The assumption is that users should write alerts/build dashboards based on the metric definition rather than the actual data. I.e. I can write

histogram_quantile(
  0.9,
  sum by(le, http_route, error_type) (
    rate(http_server_request_duration[5m])
  )
)

just based on the md/yaml files before any actual data flows into my backend.

jsuereth commented 5 months ago

Both this example and the scenario of upgrading instrumentation which adds an attribute to an existing metric seem to share the same risk. Don't they both have the potential of breaking my dashboards and alerts when using Prometheus/PromQL because there are now at least two timeseries?

So actually empty labels in prometheus are modeled as such. In your example where you'd set the "error.type" to "unset" is achieved by just not passing error.type. Every metric point effectively "fills out" labels with empty strings in the data model.

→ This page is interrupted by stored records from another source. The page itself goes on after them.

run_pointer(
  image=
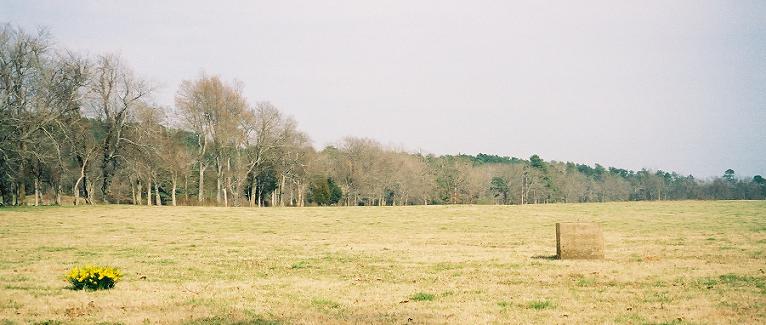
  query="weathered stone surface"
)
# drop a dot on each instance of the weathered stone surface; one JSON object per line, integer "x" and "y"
{"x": 579, "y": 240}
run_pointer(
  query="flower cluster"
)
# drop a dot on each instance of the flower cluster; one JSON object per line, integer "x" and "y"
{"x": 93, "y": 277}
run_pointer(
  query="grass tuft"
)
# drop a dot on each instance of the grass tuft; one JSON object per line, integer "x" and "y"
{"x": 422, "y": 296}
{"x": 541, "y": 304}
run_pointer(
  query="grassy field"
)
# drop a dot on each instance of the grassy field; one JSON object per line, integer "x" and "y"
{"x": 666, "y": 262}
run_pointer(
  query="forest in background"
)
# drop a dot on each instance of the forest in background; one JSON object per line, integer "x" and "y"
{"x": 84, "y": 129}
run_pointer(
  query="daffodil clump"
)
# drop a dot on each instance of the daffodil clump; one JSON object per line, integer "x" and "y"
{"x": 93, "y": 277}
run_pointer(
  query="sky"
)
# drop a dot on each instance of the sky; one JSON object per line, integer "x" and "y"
{"x": 671, "y": 85}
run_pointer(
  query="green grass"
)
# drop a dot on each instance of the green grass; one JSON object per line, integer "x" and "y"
{"x": 541, "y": 304}
{"x": 434, "y": 264}
{"x": 422, "y": 296}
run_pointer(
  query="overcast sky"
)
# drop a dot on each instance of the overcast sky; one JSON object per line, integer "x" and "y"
{"x": 674, "y": 85}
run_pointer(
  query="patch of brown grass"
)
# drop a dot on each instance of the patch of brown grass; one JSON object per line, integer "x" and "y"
{"x": 466, "y": 264}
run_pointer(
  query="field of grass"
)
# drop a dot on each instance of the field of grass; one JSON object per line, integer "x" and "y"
{"x": 666, "y": 262}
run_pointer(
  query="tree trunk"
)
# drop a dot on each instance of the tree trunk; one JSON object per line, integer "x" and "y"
{"x": 219, "y": 171}
{"x": 282, "y": 191}
{"x": 157, "y": 193}
{"x": 132, "y": 190}
{"x": 173, "y": 191}
{"x": 201, "y": 190}
{"x": 149, "y": 191}
{"x": 37, "y": 191}
{"x": 58, "y": 192}
{"x": 252, "y": 195}
{"x": 139, "y": 195}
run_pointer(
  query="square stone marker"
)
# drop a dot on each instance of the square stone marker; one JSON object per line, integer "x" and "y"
{"x": 579, "y": 240}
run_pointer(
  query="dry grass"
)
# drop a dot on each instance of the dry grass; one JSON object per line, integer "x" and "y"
{"x": 666, "y": 262}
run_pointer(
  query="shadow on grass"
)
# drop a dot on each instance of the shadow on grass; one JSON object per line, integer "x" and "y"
{"x": 546, "y": 257}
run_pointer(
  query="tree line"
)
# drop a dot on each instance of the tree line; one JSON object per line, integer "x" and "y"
{"x": 84, "y": 130}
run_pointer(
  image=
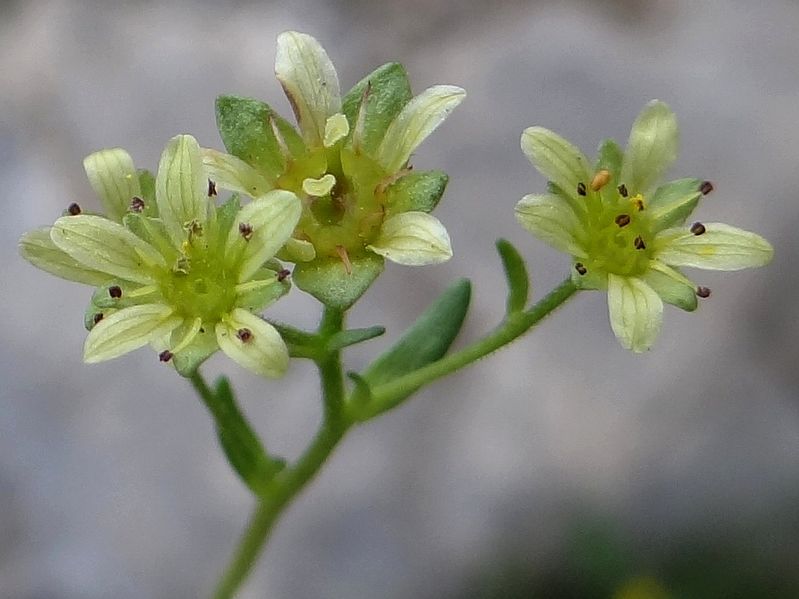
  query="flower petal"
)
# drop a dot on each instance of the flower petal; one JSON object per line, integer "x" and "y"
{"x": 636, "y": 312}
{"x": 38, "y": 249}
{"x": 552, "y": 220}
{"x": 234, "y": 174}
{"x": 114, "y": 179}
{"x": 310, "y": 82}
{"x": 127, "y": 330}
{"x": 253, "y": 343}
{"x": 413, "y": 239}
{"x": 105, "y": 246}
{"x": 181, "y": 187}
{"x": 720, "y": 247}
{"x": 271, "y": 220}
{"x": 418, "y": 119}
{"x": 557, "y": 159}
{"x": 651, "y": 149}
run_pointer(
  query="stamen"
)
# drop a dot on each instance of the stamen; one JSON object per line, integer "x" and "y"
{"x": 600, "y": 180}
{"x": 136, "y": 204}
{"x": 623, "y": 220}
{"x": 698, "y": 228}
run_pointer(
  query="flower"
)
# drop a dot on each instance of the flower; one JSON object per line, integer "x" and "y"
{"x": 626, "y": 234}
{"x": 172, "y": 268}
{"x": 348, "y": 162}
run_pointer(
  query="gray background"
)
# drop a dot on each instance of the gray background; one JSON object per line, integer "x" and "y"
{"x": 111, "y": 483}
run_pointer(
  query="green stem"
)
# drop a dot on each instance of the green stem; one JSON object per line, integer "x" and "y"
{"x": 389, "y": 395}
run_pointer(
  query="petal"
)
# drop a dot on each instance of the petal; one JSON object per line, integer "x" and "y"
{"x": 672, "y": 287}
{"x": 636, "y": 312}
{"x": 272, "y": 219}
{"x": 552, "y": 220}
{"x": 720, "y": 247}
{"x": 38, "y": 249}
{"x": 127, "y": 330}
{"x": 234, "y": 174}
{"x": 181, "y": 187}
{"x": 103, "y": 245}
{"x": 558, "y": 160}
{"x": 418, "y": 119}
{"x": 114, "y": 179}
{"x": 413, "y": 239}
{"x": 651, "y": 149}
{"x": 260, "y": 349}
{"x": 310, "y": 82}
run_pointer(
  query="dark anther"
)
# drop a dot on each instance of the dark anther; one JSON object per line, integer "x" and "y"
{"x": 246, "y": 230}
{"x": 623, "y": 220}
{"x": 136, "y": 204}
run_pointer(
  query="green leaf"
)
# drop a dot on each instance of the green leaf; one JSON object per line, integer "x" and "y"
{"x": 328, "y": 281}
{"x": 241, "y": 445}
{"x": 416, "y": 192}
{"x": 245, "y": 126}
{"x": 427, "y": 340}
{"x": 516, "y": 274}
{"x": 389, "y": 92}
{"x": 353, "y": 336}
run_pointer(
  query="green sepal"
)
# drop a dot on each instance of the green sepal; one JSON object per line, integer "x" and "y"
{"x": 416, "y": 192}
{"x": 327, "y": 280}
{"x": 516, "y": 275}
{"x": 241, "y": 445}
{"x": 389, "y": 92}
{"x": 245, "y": 129}
{"x": 427, "y": 340}
{"x": 349, "y": 337}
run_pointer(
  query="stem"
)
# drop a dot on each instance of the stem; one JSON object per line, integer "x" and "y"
{"x": 389, "y": 395}
{"x": 288, "y": 483}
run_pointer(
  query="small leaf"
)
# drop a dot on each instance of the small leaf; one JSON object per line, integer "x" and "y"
{"x": 516, "y": 274}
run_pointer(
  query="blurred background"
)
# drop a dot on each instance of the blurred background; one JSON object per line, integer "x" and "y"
{"x": 563, "y": 467}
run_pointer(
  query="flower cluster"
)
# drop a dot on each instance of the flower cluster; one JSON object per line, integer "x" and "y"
{"x": 625, "y": 233}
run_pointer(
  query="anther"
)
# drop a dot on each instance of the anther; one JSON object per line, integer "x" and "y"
{"x": 245, "y": 229}
{"x": 600, "y": 179}
{"x": 136, "y": 204}
{"x": 698, "y": 228}
{"x": 623, "y": 220}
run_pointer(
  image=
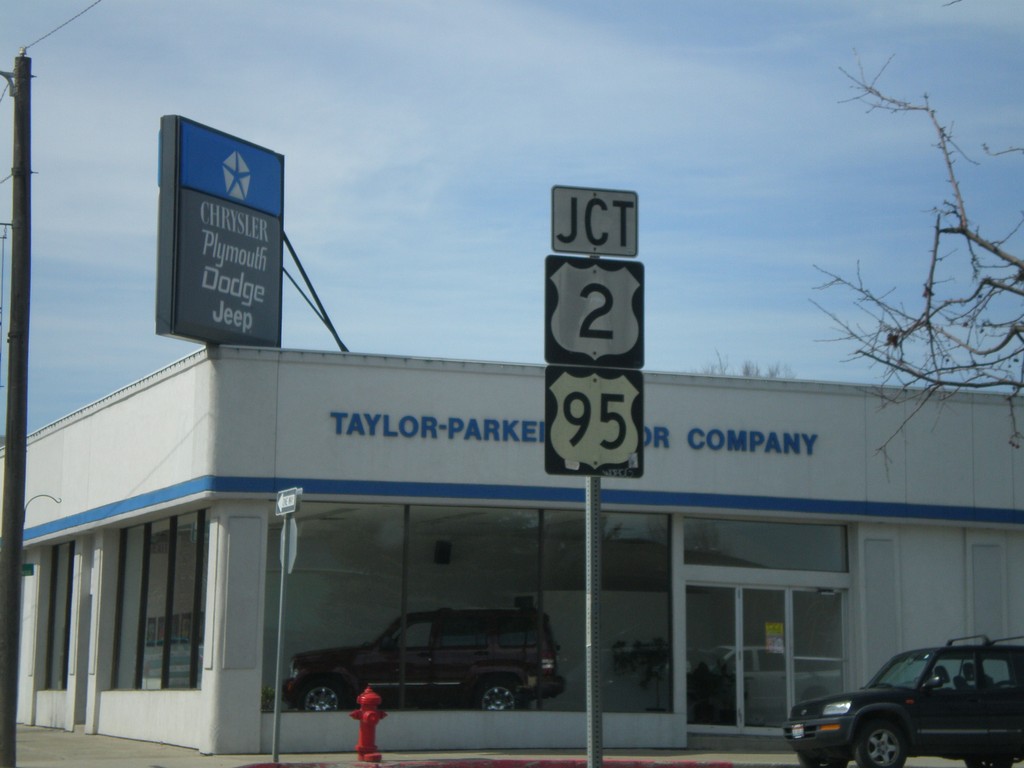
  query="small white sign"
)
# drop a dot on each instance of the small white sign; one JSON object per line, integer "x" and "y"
{"x": 593, "y": 221}
{"x": 288, "y": 501}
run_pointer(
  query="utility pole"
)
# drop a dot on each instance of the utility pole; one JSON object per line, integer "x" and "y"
{"x": 12, "y": 529}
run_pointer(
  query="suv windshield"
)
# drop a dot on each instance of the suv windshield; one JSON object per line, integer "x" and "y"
{"x": 902, "y": 671}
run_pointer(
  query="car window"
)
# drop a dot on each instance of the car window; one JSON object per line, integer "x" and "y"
{"x": 462, "y": 632}
{"x": 996, "y": 670}
{"x": 902, "y": 671}
{"x": 418, "y": 634}
{"x": 955, "y": 671}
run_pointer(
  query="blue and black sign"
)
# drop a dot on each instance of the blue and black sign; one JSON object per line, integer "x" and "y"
{"x": 220, "y": 237}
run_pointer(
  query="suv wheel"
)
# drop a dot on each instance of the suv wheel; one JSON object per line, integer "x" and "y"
{"x": 497, "y": 693}
{"x": 322, "y": 696}
{"x": 880, "y": 744}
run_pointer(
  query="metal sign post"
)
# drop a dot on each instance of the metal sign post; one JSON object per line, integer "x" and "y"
{"x": 593, "y": 390}
{"x": 288, "y": 504}
{"x": 595, "y": 741}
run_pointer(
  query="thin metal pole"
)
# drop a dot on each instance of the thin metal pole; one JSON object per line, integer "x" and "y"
{"x": 593, "y": 534}
{"x": 15, "y": 440}
{"x": 286, "y": 535}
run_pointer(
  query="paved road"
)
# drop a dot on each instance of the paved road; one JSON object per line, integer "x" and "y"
{"x": 48, "y": 748}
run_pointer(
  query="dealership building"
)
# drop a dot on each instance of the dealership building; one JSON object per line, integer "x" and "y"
{"x": 784, "y": 539}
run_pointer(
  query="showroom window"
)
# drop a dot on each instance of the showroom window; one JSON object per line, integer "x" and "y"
{"x": 765, "y": 545}
{"x": 479, "y": 588}
{"x": 161, "y": 604}
{"x": 58, "y": 616}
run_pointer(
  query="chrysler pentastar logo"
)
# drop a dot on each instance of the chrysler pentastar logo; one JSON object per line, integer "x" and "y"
{"x": 237, "y": 176}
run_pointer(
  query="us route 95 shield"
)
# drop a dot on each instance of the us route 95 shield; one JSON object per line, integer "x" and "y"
{"x": 594, "y": 422}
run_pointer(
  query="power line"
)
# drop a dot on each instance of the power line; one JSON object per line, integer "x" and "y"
{"x": 56, "y": 29}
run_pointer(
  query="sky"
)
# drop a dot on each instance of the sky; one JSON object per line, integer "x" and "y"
{"x": 422, "y": 139}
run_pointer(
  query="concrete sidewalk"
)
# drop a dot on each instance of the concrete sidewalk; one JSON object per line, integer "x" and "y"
{"x": 48, "y": 748}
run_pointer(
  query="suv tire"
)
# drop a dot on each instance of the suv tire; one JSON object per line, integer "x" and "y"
{"x": 323, "y": 695}
{"x": 880, "y": 744}
{"x": 497, "y": 693}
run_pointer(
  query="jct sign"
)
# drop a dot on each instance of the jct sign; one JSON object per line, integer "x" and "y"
{"x": 593, "y": 221}
{"x": 219, "y": 253}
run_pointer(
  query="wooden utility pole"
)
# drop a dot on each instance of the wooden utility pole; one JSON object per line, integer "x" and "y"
{"x": 12, "y": 529}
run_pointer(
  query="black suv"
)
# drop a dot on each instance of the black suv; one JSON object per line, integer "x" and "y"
{"x": 483, "y": 658}
{"x": 962, "y": 700}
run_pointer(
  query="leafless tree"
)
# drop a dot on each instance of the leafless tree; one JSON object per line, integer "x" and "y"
{"x": 967, "y": 330}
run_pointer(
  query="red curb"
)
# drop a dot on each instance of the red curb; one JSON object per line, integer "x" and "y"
{"x": 505, "y": 763}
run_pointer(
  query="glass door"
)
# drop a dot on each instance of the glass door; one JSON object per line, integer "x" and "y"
{"x": 753, "y": 652}
{"x": 763, "y": 685}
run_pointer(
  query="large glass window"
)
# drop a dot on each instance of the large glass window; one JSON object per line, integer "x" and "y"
{"x": 470, "y": 607}
{"x": 161, "y": 605}
{"x": 765, "y": 545}
{"x": 58, "y": 617}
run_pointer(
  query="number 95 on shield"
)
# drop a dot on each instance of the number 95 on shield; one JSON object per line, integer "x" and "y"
{"x": 593, "y": 421}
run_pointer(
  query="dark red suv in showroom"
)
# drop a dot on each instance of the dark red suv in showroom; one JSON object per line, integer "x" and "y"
{"x": 479, "y": 658}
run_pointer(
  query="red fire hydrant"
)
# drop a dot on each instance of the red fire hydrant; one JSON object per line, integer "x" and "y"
{"x": 368, "y": 715}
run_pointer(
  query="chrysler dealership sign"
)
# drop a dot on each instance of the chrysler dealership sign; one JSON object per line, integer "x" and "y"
{"x": 220, "y": 236}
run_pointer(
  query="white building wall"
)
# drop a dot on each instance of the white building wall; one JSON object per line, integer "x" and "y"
{"x": 934, "y": 517}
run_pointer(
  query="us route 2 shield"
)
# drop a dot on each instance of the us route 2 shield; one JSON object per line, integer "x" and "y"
{"x": 594, "y": 312}
{"x": 593, "y": 422}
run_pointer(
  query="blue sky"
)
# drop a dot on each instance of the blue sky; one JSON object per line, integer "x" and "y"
{"x": 422, "y": 140}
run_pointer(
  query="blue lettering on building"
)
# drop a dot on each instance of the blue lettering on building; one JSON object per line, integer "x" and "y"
{"x": 361, "y": 424}
{"x": 427, "y": 427}
{"x": 752, "y": 441}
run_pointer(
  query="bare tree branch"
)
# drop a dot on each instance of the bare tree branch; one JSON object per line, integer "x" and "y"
{"x": 964, "y": 335}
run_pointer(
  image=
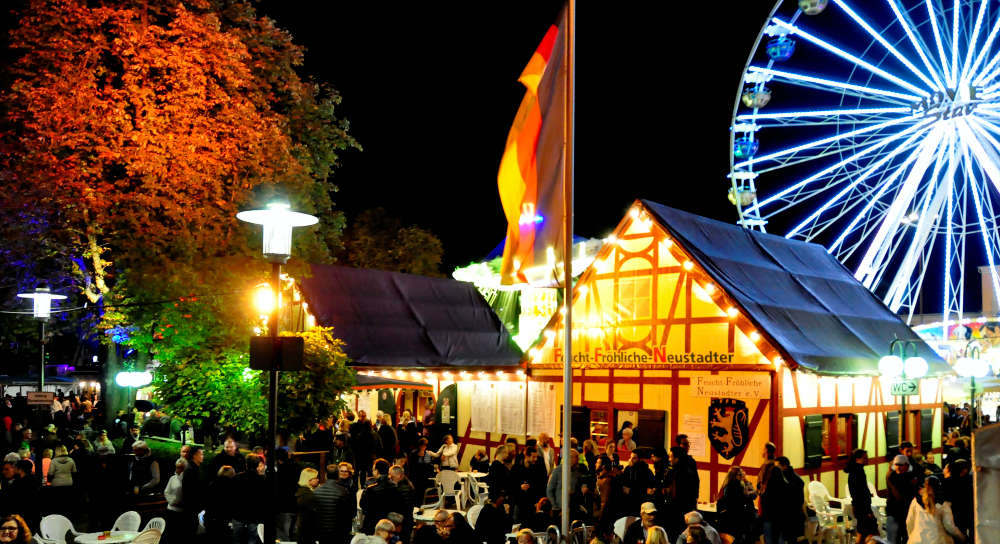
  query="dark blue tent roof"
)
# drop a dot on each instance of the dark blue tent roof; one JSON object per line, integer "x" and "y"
{"x": 402, "y": 320}
{"x": 796, "y": 292}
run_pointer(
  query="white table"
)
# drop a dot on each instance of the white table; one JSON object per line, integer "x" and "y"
{"x": 117, "y": 537}
{"x": 427, "y": 516}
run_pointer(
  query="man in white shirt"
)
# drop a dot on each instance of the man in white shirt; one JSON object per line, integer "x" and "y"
{"x": 546, "y": 452}
{"x": 694, "y": 518}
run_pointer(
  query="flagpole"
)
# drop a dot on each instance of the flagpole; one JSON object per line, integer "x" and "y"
{"x": 568, "y": 122}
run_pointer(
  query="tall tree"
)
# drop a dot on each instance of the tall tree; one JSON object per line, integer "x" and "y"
{"x": 377, "y": 240}
{"x": 134, "y": 130}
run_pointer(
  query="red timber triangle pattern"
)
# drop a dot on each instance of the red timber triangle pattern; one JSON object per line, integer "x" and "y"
{"x": 647, "y": 317}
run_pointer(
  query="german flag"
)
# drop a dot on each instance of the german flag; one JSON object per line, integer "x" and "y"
{"x": 531, "y": 170}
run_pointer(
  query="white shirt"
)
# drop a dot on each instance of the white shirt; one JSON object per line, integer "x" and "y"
{"x": 449, "y": 455}
{"x": 547, "y": 455}
{"x": 710, "y": 532}
{"x": 926, "y": 528}
{"x": 173, "y": 493}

As Liudmilla points out, always grouping ({metric} by ({labels})) is a good way to avoid breakage on new labels. However, in this case you won't actually see a breakage because the "counts" from errors never make it into the same timeseries as the "counts" from non-errors. By design, these are two separate timeseries. You can join them with a by grouping to get a total count, but having them as separate timeseries allows us to do things like check error rate %, etc.

pyohannes commented 4 months ago

Should we migrate this rationale description into some kind of guidance on semconv? I'd love to not repeat this discussion every time someone unfamiliar with Prometheus/PromQL (and its ilk) join semconv....

💯%

A good place for it is https://github.com/open-telemetry/semantic-conventions/blob/main/docs/general/metrics.md

We discussed this again today in the messaging workgroup, we agreed it would be great to add some reasoning around this to semantic conventions.